Memorabele toespraken II: spreekpraktijken en effecten van retentietechnieken

Het is belangrijk dat sprekers weten hoe hun toespraak beter onthouden wordt. Na de uiteenzetting van veel geadviseerde retentietechnieken in deel I, gaat dit tweede deel in op de spreekpraktijk en effecten van deze technieken. Wat kunnen we leren van de praktijk van groepen ervaren sprekers? Welke van de retorische retentieadviezen worden echt gebruikt in toespraken van onderzoekers en politici en in succesvolle TED-talks? En wat zijn de effecten van drie veel geadviseerde retentietechnieken?

Gebruik van retentietechnieken in drie spreekpraktijken: onderzoekers, politici en TED-sprekers

Het is de moeite waard om te zien hoe retentieadviezen in verschillende spreekpraktijken worden toegepast. Wackers (2021) onderzocht presentatie- en speechteksten van drie verschillende soorten sprekers – onderzoekers in wetenschappelijke congrespresentaties, politici tijdens de Algemene Politieke Beschouwingen in de Tweede Kamer en populaire TED-sprekers tijdens hun TED-talks (zie voor een beknopt overzicht van deze studie Wackers, De Jong & Andeweg, 2016). Deze sprekers hebben te maken met retorische situaties die verschillen in speechdoelen, publiekssoorten en presentatiecontext. Zo is het belangrijkste doel van onderzoekers informeren, beogen politici met name te overtuigen en willen TED-sprekers vooral inspireren.

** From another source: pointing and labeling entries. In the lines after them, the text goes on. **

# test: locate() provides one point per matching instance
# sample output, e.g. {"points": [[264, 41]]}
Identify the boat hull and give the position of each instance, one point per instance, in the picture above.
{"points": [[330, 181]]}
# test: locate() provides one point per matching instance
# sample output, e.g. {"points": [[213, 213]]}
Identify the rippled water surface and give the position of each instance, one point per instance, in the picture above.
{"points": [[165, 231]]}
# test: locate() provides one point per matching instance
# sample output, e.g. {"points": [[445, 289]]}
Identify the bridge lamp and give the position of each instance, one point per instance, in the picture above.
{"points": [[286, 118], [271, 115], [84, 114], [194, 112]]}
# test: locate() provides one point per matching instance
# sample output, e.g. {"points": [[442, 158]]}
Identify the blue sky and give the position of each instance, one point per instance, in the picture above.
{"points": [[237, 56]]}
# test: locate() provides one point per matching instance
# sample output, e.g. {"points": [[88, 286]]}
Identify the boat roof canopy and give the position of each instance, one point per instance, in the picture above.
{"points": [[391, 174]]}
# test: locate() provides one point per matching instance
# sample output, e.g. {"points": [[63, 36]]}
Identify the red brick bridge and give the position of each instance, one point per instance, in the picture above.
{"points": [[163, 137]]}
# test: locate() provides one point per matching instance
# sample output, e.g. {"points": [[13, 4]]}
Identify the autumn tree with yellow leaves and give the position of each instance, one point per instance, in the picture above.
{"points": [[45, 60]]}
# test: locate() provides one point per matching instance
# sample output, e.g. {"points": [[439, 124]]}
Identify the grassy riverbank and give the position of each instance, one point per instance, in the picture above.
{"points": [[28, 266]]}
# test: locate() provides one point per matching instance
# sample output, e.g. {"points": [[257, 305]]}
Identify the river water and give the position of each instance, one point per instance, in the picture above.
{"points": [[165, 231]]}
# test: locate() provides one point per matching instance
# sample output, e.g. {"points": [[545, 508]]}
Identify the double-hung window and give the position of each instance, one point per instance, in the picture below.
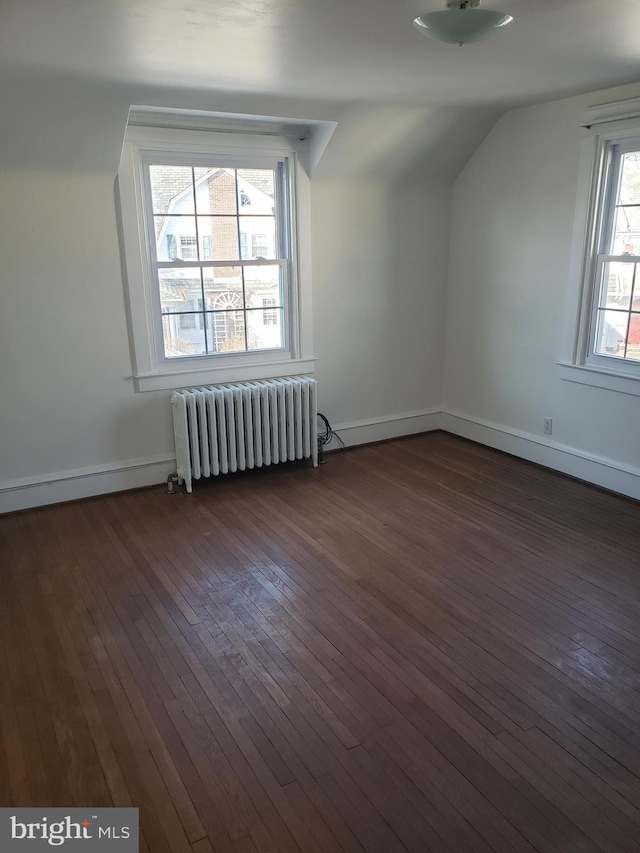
{"points": [[605, 298], [213, 225]]}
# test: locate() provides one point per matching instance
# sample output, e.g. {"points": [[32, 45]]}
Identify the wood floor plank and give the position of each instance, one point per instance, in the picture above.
{"points": [[422, 645]]}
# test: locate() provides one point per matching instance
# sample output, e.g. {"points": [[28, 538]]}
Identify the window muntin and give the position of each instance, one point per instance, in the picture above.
{"points": [[615, 317], [207, 250]]}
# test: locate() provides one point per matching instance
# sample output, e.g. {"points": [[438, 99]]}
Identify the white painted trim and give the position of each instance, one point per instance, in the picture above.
{"points": [[615, 111], [598, 470], [228, 373], [148, 471], [389, 426], [78, 483]]}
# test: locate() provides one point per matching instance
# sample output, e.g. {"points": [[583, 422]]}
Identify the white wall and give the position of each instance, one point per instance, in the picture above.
{"points": [[511, 231], [71, 423]]}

In deze toespraken analyseerde Wackers zeven veel geadviseerde retentietechnieken die goed te detecteren waren in de speechteksten. Visualisatietechnieken werden buiten beschouwing gelaten. Vijf geselecteerde technieken zijn gerelateerd aan organisatie (partitio, aankondiging van het slot, cirkeltechniek, samenvatting en overgangszin/transitie); twee technieken zijn voornamelijk verbonden aan elaboratie (anekdote en verschillende vraagfiguren).

Technieken die nog niet besproken zijn in het eerste deel van dit tweeluik (Memorabele toespraken I) lichten we hier kort toe. Met een partitio geven sprekers in de inleiding een overzicht van de inhoud en/of structuur van van de presentatie; met overgangszinnen of transities kondigen sprekers nieuwe kernunten aan of bouwen ze bruggetjes tussen kernpunten. Vraagfiguren verdelen we in vier soorten: retorische vragen (het antwoord zit in de vraag besloten, spreker verwacht geen direct antwoord), directe vragen (de spreker verwacht een antwoord van (iemand uit) het publiek), subiectio’s (spreker werpt een vraag op en beantwoordt deze zelf) en quaestio’s (een reeks van minimaal twee vragen achter elkaar) – zie Braet (2007) en Fahnestock (2011).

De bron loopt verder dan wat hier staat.